IREX designed the Navigator Program to provide potential migrants and their family members with the information and support they need to make safe choices, and the resources needed to seek recourse if exploitation occurs. The program is rooted in the communities themselves, and by partnering with IREX to deliver this program in Nepal, READ Centers act as the hub in each community. Because these Centers already play a major role in community life, there is an increased level of trust, approachability, and support in what the Navigator Program is offering.
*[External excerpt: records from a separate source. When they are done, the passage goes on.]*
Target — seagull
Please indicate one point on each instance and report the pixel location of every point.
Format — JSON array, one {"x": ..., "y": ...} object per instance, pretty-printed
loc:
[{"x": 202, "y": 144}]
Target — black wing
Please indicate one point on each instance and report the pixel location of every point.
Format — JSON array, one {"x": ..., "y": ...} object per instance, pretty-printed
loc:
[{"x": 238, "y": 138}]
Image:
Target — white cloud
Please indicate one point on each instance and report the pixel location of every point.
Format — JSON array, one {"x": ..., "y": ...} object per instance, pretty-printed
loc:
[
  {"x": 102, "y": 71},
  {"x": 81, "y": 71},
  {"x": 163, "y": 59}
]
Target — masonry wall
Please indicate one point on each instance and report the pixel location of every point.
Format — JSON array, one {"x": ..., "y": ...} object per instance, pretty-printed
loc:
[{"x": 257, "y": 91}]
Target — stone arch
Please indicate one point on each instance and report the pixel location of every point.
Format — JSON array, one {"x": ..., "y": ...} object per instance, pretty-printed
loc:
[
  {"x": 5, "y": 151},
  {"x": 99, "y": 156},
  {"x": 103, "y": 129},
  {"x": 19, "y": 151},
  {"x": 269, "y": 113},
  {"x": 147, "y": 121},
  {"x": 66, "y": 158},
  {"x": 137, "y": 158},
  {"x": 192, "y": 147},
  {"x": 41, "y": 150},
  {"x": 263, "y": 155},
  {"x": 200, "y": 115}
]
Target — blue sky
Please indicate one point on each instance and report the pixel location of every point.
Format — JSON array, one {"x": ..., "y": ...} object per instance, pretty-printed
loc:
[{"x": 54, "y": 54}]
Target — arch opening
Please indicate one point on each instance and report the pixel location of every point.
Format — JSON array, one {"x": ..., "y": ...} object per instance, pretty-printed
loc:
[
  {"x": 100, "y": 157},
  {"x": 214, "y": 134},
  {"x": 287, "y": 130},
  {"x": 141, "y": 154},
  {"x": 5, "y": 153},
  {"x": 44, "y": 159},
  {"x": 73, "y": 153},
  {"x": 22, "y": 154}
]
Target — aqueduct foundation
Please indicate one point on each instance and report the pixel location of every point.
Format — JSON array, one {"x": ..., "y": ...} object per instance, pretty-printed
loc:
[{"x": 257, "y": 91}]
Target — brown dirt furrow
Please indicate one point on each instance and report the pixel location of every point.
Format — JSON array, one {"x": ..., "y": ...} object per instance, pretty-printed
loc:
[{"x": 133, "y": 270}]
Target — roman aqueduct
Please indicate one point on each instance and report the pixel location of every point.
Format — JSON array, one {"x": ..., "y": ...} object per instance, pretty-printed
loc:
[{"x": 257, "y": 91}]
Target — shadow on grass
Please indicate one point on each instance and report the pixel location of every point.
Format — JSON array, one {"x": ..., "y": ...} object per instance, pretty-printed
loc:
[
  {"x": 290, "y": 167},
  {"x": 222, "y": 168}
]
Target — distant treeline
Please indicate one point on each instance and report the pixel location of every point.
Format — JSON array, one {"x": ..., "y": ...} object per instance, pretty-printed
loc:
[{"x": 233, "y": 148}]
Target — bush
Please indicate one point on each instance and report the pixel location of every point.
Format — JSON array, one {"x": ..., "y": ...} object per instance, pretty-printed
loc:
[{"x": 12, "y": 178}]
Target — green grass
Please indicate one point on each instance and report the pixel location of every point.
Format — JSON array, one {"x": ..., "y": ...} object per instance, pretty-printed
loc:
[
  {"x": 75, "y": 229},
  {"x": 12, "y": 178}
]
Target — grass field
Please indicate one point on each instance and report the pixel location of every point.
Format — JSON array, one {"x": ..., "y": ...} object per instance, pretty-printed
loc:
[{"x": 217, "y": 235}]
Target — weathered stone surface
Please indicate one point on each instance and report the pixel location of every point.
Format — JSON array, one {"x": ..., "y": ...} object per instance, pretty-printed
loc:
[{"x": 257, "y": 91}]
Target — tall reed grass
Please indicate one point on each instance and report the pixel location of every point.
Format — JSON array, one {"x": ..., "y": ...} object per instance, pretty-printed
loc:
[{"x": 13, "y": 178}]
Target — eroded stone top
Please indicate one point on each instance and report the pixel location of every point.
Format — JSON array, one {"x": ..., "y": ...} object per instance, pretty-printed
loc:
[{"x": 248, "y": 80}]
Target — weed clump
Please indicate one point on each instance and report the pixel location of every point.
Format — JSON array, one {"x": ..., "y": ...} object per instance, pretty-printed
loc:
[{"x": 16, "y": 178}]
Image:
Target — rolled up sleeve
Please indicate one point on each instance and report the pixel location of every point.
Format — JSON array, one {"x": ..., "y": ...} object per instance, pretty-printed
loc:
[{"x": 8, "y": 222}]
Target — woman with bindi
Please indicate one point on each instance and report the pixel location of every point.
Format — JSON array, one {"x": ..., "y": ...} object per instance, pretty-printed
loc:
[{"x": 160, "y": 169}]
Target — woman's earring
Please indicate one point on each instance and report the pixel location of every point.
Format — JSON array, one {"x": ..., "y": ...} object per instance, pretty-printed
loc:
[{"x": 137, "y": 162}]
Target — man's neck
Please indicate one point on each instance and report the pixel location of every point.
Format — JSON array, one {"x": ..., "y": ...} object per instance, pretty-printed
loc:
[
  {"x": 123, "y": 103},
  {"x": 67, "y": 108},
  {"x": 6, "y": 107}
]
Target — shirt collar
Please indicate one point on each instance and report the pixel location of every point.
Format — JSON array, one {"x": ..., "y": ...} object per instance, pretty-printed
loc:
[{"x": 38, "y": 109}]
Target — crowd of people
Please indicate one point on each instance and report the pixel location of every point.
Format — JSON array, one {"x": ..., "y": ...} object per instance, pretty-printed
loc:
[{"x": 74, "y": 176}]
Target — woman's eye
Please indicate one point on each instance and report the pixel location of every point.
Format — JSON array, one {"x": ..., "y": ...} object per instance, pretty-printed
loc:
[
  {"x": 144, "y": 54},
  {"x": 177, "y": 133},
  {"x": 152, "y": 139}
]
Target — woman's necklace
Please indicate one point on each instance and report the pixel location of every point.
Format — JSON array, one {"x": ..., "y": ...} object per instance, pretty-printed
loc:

Ultimately, the program is about three main pillars:

  • Resources: Local-language posters and pamphlets provide critical information such as the steps of the legal migration process, documents to keep with them, and who to call in the event of problems. Community members can reference these materials in their local READ Center and take home to share with their families and community.
  • Training: Librarians, Teachers, and Peer Educators provide training sessions at READ Centers, schools, and other community venues on topics including the legal migration process, safeguards to protect themselves as they make migration-related decisions, and where to access justice if they are exploited abroad.
  • Outreach: Peer Educators conduct house-to-house outreach and community events such as street dramas to raise awareness about safe migration and the available services and resources among prospective migrants and their families.

These pillars, and the partnership between READ and IREX, are part of the Navigator program, which is working in multiple countries in the region to address safe migration.

Over the next several blog posts, we’re going to dive deeper into how each of these three pillars has directly affected the lives of potential migrants, and you’ll be able to hear the stories of the people we’ve served.

With IREX and READ Global working together, community-based change can begin to take affect and provide a path to safe migration.